Abstract

This paper offers cross-experimental verification of a previous study that found that English speakers considered velars, palatals, glides, and high vowels to be sound-symbolic of light and jerky movements. Heavy and smooth movements, by contrast, were associated with affricates, glottals, laterals, and non-high vowels. The present study sought to evaluate these findings through a novel experiment with English speaking subjects, who were asked to choose appropriate sound-symbolically constructed nonce verbs for sentences describing light, heavy, smooth, or jerky manners of motion. Our results support many of Saji et al.’s findings and also offer original insights.

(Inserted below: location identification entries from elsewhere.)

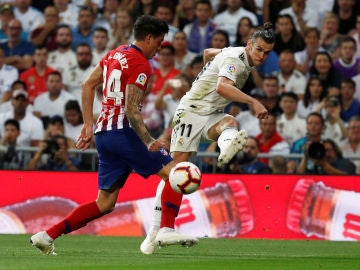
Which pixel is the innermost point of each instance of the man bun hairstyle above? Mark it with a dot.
(266, 33)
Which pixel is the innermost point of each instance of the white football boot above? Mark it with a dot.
(43, 241)
(167, 236)
(148, 245)
(237, 144)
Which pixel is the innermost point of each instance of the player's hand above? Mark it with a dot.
(156, 145)
(85, 137)
(260, 111)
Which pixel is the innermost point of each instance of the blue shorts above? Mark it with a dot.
(120, 152)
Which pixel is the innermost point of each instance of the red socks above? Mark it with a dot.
(76, 219)
(170, 205)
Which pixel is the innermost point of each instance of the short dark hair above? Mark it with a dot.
(12, 122)
(266, 33)
(290, 95)
(317, 114)
(101, 29)
(149, 25)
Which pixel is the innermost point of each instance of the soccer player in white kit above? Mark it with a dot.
(200, 116)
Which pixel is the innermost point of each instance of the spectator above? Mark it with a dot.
(73, 119)
(351, 145)
(303, 17)
(278, 165)
(331, 162)
(53, 101)
(100, 41)
(220, 39)
(63, 58)
(7, 105)
(18, 52)
(76, 74)
(8, 75)
(144, 7)
(287, 37)
(329, 35)
(228, 19)
(270, 140)
(46, 34)
(335, 127)
(315, 93)
(247, 160)
(183, 56)
(10, 157)
(165, 11)
(346, 11)
(356, 79)
(122, 31)
(200, 31)
(53, 155)
(29, 16)
(347, 65)
(107, 15)
(184, 13)
(84, 30)
(271, 9)
(6, 15)
(304, 58)
(350, 106)
(315, 126)
(356, 36)
(289, 125)
(31, 128)
(244, 30)
(290, 79)
(323, 68)
(35, 77)
(166, 69)
(68, 12)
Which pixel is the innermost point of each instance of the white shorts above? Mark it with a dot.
(189, 129)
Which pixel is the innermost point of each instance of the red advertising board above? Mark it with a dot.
(249, 206)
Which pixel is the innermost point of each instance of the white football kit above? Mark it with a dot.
(202, 107)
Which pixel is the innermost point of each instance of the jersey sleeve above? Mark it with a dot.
(231, 68)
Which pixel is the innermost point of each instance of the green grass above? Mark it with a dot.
(93, 252)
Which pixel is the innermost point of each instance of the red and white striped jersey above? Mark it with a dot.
(122, 66)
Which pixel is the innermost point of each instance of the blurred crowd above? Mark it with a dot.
(310, 83)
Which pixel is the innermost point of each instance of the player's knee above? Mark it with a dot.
(230, 121)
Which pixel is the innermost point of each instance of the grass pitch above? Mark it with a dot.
(93, 252)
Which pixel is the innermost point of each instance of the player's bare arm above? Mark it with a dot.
(134, 97)
(226, 88)
(87, 99)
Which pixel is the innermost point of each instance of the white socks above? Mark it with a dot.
(156, 216)
(226, 136)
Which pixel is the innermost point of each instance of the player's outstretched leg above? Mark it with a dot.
(229, 147)
(168, 236)
(170, 205)
(148, 245)
(43, 242)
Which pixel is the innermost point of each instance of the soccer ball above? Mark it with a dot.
(185, 177)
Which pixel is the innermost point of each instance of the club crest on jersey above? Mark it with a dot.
(141, 79)
(164, 152)
(231, 69)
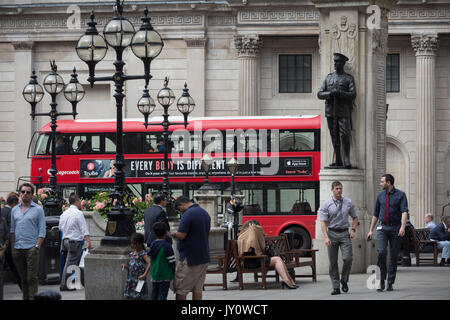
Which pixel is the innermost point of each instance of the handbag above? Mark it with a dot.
(271, 250)
(251, 263)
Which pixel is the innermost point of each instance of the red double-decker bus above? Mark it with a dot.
(278, 174)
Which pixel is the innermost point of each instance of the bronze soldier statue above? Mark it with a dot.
(338, 90)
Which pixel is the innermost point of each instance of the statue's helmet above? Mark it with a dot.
(339, 56)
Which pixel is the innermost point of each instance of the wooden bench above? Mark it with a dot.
(292, 258)
(225, 264)
(232, 262)
(423, 245)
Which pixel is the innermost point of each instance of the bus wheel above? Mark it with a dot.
(299, 239)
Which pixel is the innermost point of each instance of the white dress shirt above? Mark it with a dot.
(73, 225)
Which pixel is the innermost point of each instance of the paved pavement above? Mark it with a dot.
(413, 283)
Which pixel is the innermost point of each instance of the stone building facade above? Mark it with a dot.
(229, 54)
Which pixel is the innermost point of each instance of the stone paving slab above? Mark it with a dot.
(413, 283)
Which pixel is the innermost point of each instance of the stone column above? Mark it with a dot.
(425, 46)
(196, 68)
(248, 50)
(23, 66)
(345, 28)
(208, 199)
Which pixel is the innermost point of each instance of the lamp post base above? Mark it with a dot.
(119, 228)
(53, 206)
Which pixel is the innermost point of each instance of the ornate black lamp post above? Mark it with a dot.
(234, 206)
(33, 93)
(185, 105)
(146, 44)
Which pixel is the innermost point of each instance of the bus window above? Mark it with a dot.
(253, 195)
(110, 143)
(248, 141)
(296, 140)
(95, 143)
(132, 142)
(213, 141)
(271, 201)
(243, 141)
(42, 144)
(297, 201)
(84, 144)
(154, 142)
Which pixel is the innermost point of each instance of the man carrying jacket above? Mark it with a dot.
(441, 234)
(155, 213)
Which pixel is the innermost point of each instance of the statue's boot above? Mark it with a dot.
(338, 160)
(346, 146)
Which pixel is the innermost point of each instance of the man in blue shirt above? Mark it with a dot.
(193, 232)
(391, 209)
(441, 234)
(27, 235)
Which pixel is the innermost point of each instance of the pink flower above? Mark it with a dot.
(99, 206)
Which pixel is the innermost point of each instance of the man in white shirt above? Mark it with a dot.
(73, 227)
(429, 223)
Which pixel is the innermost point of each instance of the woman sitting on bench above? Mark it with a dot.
(251, 239)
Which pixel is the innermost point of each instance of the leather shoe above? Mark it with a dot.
(381, 286)
(344, 286)
(335, 292)
(235, 280)
(66, 289)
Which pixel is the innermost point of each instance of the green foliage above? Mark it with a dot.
(99, 202)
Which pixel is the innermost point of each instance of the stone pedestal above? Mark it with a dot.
(96, 226)
(248, 49)
(208, 199)
(364, 253)
(103, 276)
(344, 28)
(226, 217)
(425, 47)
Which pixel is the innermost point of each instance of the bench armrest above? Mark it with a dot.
(220, 259)
(428, 241)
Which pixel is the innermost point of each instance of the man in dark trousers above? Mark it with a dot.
(391, 209)
(193, 247)
(11, 202)
(334, 214)
(441, 234)
(339, 91)
(155, 213)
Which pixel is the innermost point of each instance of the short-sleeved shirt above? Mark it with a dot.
(27, 226)
(335, 212)
(196, 223)
(397, 205)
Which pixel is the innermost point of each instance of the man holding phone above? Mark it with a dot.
(334, 215)
(391, 209)
(27, 235)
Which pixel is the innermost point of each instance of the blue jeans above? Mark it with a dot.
(445, 247)
(160, 290)
(388, 235)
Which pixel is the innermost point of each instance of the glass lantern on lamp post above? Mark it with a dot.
(185, 105)
(146, 44)
(33, 94)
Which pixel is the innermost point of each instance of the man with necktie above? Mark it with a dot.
(391, 213)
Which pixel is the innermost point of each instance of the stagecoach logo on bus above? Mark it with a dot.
(145, 168)
(254, 158)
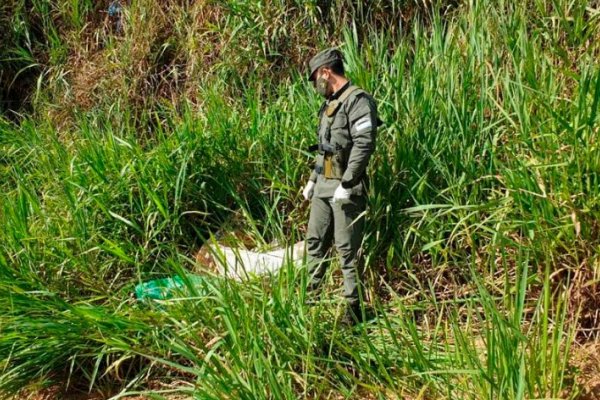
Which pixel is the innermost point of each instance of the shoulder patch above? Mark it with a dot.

We find complex interactions between a sound’s potential for sound-symbolic effects, and its position in initial or second syllables of disyllabic nonce words.

Highlights

  • Since the publication of Hinton et al (1996), studies of sound symbolism have been thriving.Though stigmatized by 19th century scholars, because of its association with simple ideas about language origin, sound symbolism is a legitimate subject for empirical investigation by linguists and cognitive scientists willing to take on the Saussurian ideal of an all-encompassing arbitrariness underlying human language

  • Research on sound symbolism commonly acknowledges that language is characterized both by arbitrary, as well as motivated, iconic characteristics (Cuskley 2013; Dingemanse et al 2016; Nuckolls 1999)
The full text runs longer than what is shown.